Friday, 6 July 2007

Setting up the Saxon Servlet

I found very little documentation on how to do implement the Saxon Servlet and get it working - so here goes.
1. Install Tomcat - I have Tomcat v6 already installed. It was the basic installation.
2. in webapps add a directory called xslt
copy the files to the following locations:
xslt
  |
  WEB-INF
      web.xml
    |
    classes
      SaxonServlet.class
    |
    lib
      Saxon8.jar + other saxon jars

web.xml consists of the following lines:
<web-app>
<display-name>Saxon Servlet Example</display-name>
<description>
Saxon Servlet Example
</description>
<servlet>
<servlet-name>SaxonServlet</servlet-name>
<servlet-class>SaxonServlet</servlet-class>
</servlet>
<servlet-mapping>
<servlet-name>SaxonServlet</servlet-name>
<url-pattern>/SaxonServlet</url-pattern>
</servlet-mapping>
</web-app>


then use the following url to calls the transformation:
http://localhost:8080/xslt/SaxonServlet?source=books.xml&style=books.xsl

and to clear the stylesheet cache:
http://localhost:8080/xslt/SaxonServlet?clear-stylesheet-cache=yes

Thursday, 5 July 2007

XSLT Generating lists in InDesign Interchange

Lists within the INX format are wrapped in a <pcnt> element. Each list item is generated by a carriage return - there are no child elements to define a list item. This becomes an issue when processing inline elements from the source. The way I have overcome this is to have a two stage process. The template for a list applies templates in a given mode and hold the node-set in a variable, this variable is then transformed in another mode:
<xsl:template match="ul">
<xsl:variable name="list">
<xsl:apply-templates mode="inline"/>
</xsl:variable>
<xsl:apply-templates select="$list" mode="out"/>
</xsl:template>
Without this method the result contains elements for each list item.

Wednesday, 4 July 2007

InDesign Interchange Format

InDesign CS2 provides an export format called Interchange (INX) This produces an xml document which can be used for rolling InDesign documents back to previous versions. Although Adobe documentation denotes that this format should only be used for backward compatibility because it may change the INX schema in future releases, a tinkering guy like myself cant help but notice that if we generate an INX document from an XSL transformation on raw data we have a means of generating unique InDesign documents instead of using XML feeds.

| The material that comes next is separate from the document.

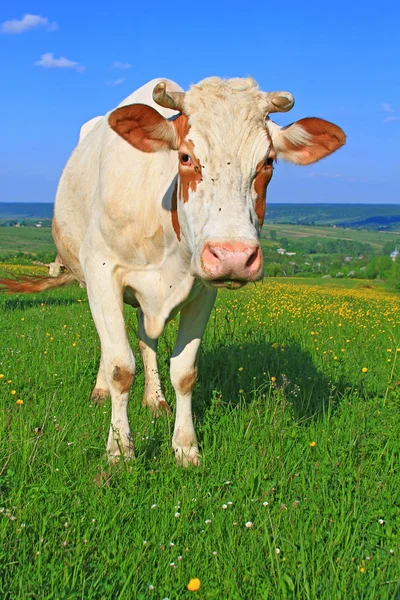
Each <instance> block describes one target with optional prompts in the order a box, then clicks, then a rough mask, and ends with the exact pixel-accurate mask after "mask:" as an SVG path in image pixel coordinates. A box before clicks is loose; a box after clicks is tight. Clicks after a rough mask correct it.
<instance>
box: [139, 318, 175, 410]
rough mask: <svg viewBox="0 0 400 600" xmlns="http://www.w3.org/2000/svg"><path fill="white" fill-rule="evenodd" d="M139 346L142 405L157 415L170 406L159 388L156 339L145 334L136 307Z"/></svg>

To introduce a proof-of-concept I constructed an InDesign document based upon a PIL from a brand of well known hay-fever tablets. I then exported this format out as INX format using the exported INX as a guide attempted to produce and XSLT to take data from KMS and run out a formatted InDesign document. This works!

A few things are worth noticing:

ACE processing instructions: these insert characters disallowed in a well formed XML document - see http://partners.adobe.com/public/developer/indesign/sdk/explodedSDK/cs.01/docs/references/api/TextChar_8h-source.html
for a full listing

aid procssing instructions: these a markers and usually can be ignored when producing an INX using XSLT

Text nodes - each text node is preceded with c_ - this indicates that the element content is a string.

Lists - an IX list is contained within a <pcnt> element and each item is separated by a paragraph break

Hidden InDesign Characters

An interesting aspect I have come across when trying to introduce InDesign into workflows is the use of "hidden characters" in the exported xml and InDesign Interchange formats that denote line and paragraph breaks. Viewing in UTF-8 they are completely hidden, changing to an ANSI view they are displayed as "รข€©" - thats without the speech marks.
This can cause issues when using an XSL transformation to generate data for use within InDesign. Without these hidden characters all paragraph and line breaks cease to exist in the document.
The initial trick I used to to get around this was to include a named template thus:
<xsl:template name="break">
<xsl:text>
</xsl:text>
</xsl:template>
This was called each time a paragraph break was needed.
More recently I have found that using the character entities &#x2028; (for a paragraph break) and &#x2029; (for a line break) does the same trick.